Daily Devotionals by Ardith Keef

       I see mostly passive parents.
     Passive parents don't do much until they are angry or until someone is about to get hurt. Passive parents are either hypersensitive to any correction of their children or they do not know it is happening.
     Passive parents let things go by because they are tired and because they simply do not want to put up with the objections. Or the crying.
     Our children today are often running the show and that ought not to be. There should be a Biblical order in the home. For example:
     There is no reason a child should be objecting to going somewhere. If he is doing that, he has done it since he could speak, and the parent has tried to explain to him why he should go.
     He does not need to understand, he should not have a choice (most of the time) and the last thing the parent should be doing, is talking him into going.
     He does not have a choice. He does not make the decisions, and it is destructive to approach the matter with persuasion.

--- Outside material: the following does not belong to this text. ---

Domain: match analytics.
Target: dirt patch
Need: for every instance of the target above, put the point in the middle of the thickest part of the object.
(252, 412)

     As the child gets older, there is nothing wrong with a respectful request for an alternative, but if the answer is no, he does not have a choice. and talking him into it accurately leads him to believe he can rule.

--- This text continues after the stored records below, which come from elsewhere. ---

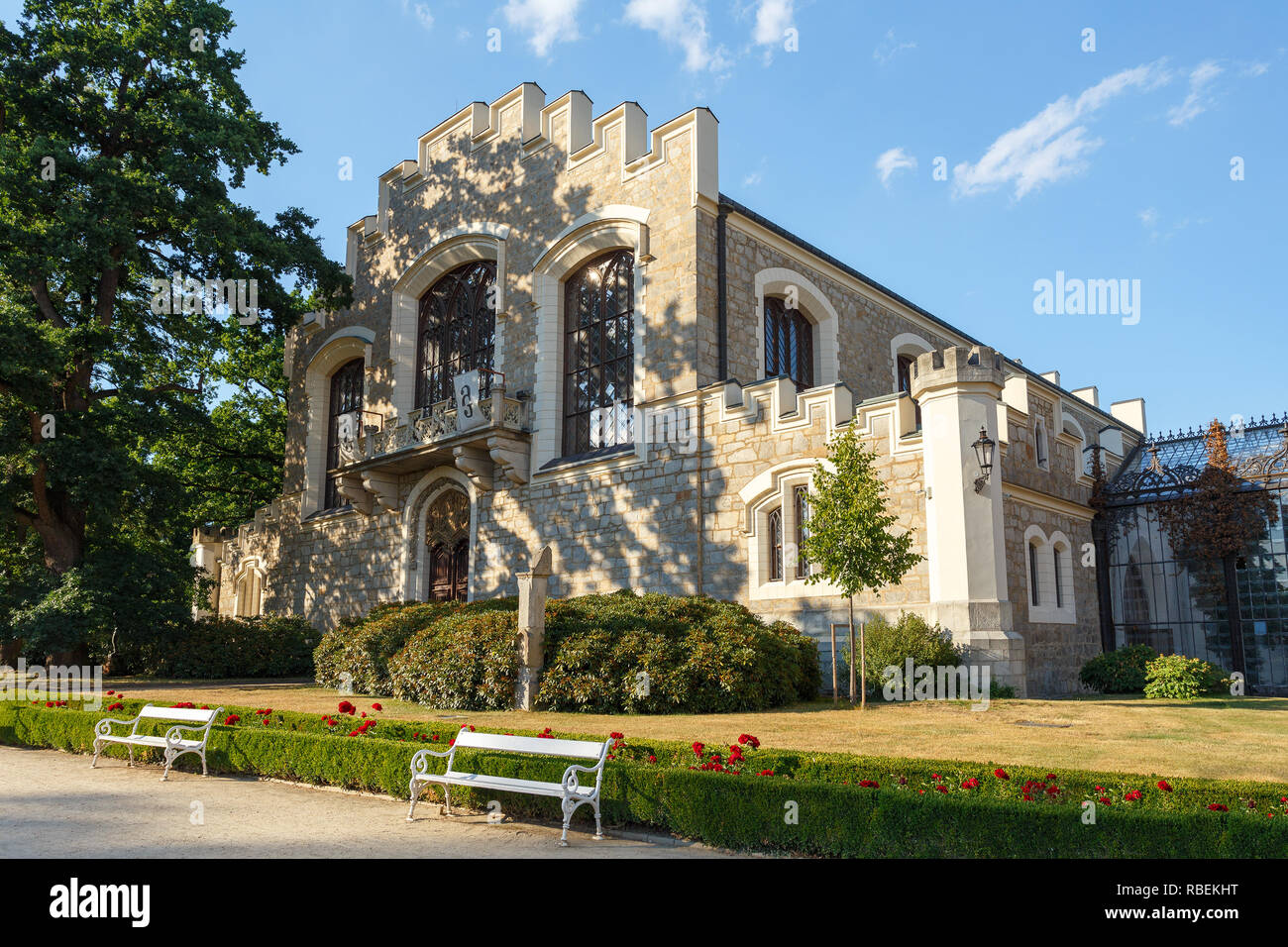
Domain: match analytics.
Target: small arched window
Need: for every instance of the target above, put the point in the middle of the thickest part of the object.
(456, 330)
(905, 365)
(1034, 595)
(344, 411)
(789, 343)
(599, 355)
(776, 544)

     As he enters the teenage years, a parent should consciously consider situations where the child can choose to join or abstain from certain things that might include him, but that is the organic result of insight that has come from a parent's prayer.
     If your three or four year old is holding things up because you "can't get him to. . ." it means you are a passive parent.
     He is little and you are big. You have God's authority to pick him up calmly and do the thing you think ought to be done. It will keep you calm and it will prevent the frustration satan intends in your home.
     With children, the mouth is the most important thing. It expresses rebellion and is the point of testing.
     There is no perfect parent except our Father!
     Remember, He who made the little one, said (in James) we could freely ask for wisdom.
     Consistency in the little matters during early years will minimize hard lessons later, both for the parent and for the child.